No tardaron mucho en llegar a donde iban.
Bruno abrió bien los ojos, dispuesto a maravillarse ante las cosas que vería.
Había imaginado que en las cabañas vivían familias felices, algunas de las
cuales, al anochecer, se sentarían fuera en mecedoras para contarse historias y
comentar que todo era mejor antes, cuando ellos eran pequeños y tenían respeto
por sus mayores, no como los niños de hoy en día. Pensaba que todos los niños y
niñas que vivían allí estarían en diferentes grupos, jugando al tenis o al fútbol,
brincando o trazando cuadrados en el suelo para jugar al tejo.
Había imaginado que habría una tienda en el centro y quizá una pequeña
cafetería como las de Berlín; y se había preguntado si habría un puesto de fruta y
verdura.
Pero resultó que todas las cosas que esperaba ver brillaban por su ausencia.
No había personas adultas sentadas en mecedoras en los porches.
Y los niños no jugaban en grupos.
Tampoco había ningún puesto de fruta y verdura, ni ninguna cafetería como
las de Berlín.
Lo único que había era grupos de individuos sentados, con la mirada clavada
en el suelo y expresiones de espantosa tristeza; todos estaban terriblemente
delgados, tenían los ojos hundidos y llevaban la cabeza rapada, por lo que Bruno
dedujo que allí también había habido una plaga de piojos.
En una esquina vio a tres soldados que parecían estar al mando de unos veinte
hombres; les estaban gritando. Algunos hombres habían caído de rodillas y
permanecían en esa postura, protegiéndose la cabeza con las manos.
En otra esquina había más soldados, riendo y manipulando sus fusiles,
apuntando hacia un lado y otro pero sin disparar.
De hecho, allá donde mirase, lo único que veía era dos clases de personas:
alegres soldados uniformados que reían y gritaban, y personas cabizbajas con su
pijama de rayas, la mayoría con la mirada perdida, como si se hubieran
dormido con los ojos abiertos.
—Me parece que esto no me gusta —declaró Bruno al cabo de un rato.

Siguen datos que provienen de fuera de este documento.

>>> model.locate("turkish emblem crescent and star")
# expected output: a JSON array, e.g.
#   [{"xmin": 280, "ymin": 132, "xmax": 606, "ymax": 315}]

—A mí tampoco —coincidió Shmuel.
—Me parece que debería irme a casa —dijo Bruno. Shmuel se detuvo y miró
fijamente a su amigo.
—Pero ¿y mi padre? —preguntó—. Dijiste que me ayudarías a buscarlo.
Bruno se lo pensó. Le había hecho una promesa a su amigo y él no era de los
que faltan a su palabra, sobre todo tratándose de la última vez que iban a verse.
—Está bien —dijo, aunque se sentía mucho más inseguro que antes—. Pero
¿dónde lo buscamos?
—Dijiste que teníamos que encontrar pistas —le recordó Shmuel; pensaba
que Bruno era la única persona que podía ayudarlo.